Il Sogno senza tempo
Confrontarsi con un macigno creativo come il Sogno di una notte di mezza estate di Shakespeare è una prova di coraggio e avventatezza, specialmente se a provarci è una compagnia giovane. Colpa del numero e la qualità dei precedenti. Ed è per questo che portare in scena il Sogno vuol dire tentare di entrare in comunicazione con un pubblico che, in misura diversa, ha già dentro qualcosa di quell’opera.

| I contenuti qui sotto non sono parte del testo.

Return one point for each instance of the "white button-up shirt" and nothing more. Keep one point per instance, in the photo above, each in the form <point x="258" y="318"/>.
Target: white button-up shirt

È più facile raccontare una storia confinata in un recinto spazio-temporale preciso, invece che evocare le atmosfere eterne del “Sogno”, da cui ogni sensibilità si attende di provare certe sensazioni. La compagnia Piccolo Teatro di Milano – Teatro d’Europa riesce a mantenere intatte le tre anime dell’opera: natura, magia e passione, facendole percepire alla platea quasi come elementi fisici presenti sul palco. Il testo, rivisto da Mirca Rivieri, si concentra maggiormente sugli amori alterati da sostanze capricciose, ed è un bene perché esalta le capacità degli attori, più a loro agio nel rappresentare dinamiche affini alla loro età. Le interpretazioni più efficaci sono proprio quelle dei giovani Elena (Silvia Masotti), Ermia (Giulia Valenti), Demetrio (Matteo Romoli) e Lisandro (Giorgio Sangati). A conquistare il pubblico è in particolare l’interpretazione di Silvia Masotti, così stralunata, spaesata, tenera e buffa. Ben più complesso il compito di Caterina Simonelli e Fausto Cabra che, impegnati nei ruoli di Titania e Oberon, faticano a incarnare la drammaticità dei loro personaggi, adulti e regnanti. Vive invece un crescendo interpretativo durante la rappresentazione Giorgio Consoli che, nei panni del giullare Puck, fa da tramite tra personaggi e pubblico, custodisce l’essenza del teatro e strappa più di una risata. Alice Bachi e Rosanna Sparapano, con un accorgimento semplice e d’effetto, rendono imponenti e scenografici i costumi del re e della regina delle fate, lasciando invece minimali gli abiti degli altri personaggi. Visioni di Shakespeare ha il pregio di riuscire a tratteggiare il volto di quell’amore proprio degli amanti giovani, sciocco e carnale, ironico e delicato, incontrando l’apprezzamento nostalgico o la fremente aspettativa di buona parte del pubblico. Lo spettacolo ha una marcata componente corporea fatta di inseguimenti e cadute, di lotte e di arrampicate che, oltre ad essere ben riuscite, danno ritmo e vitalità all’andamento della storia.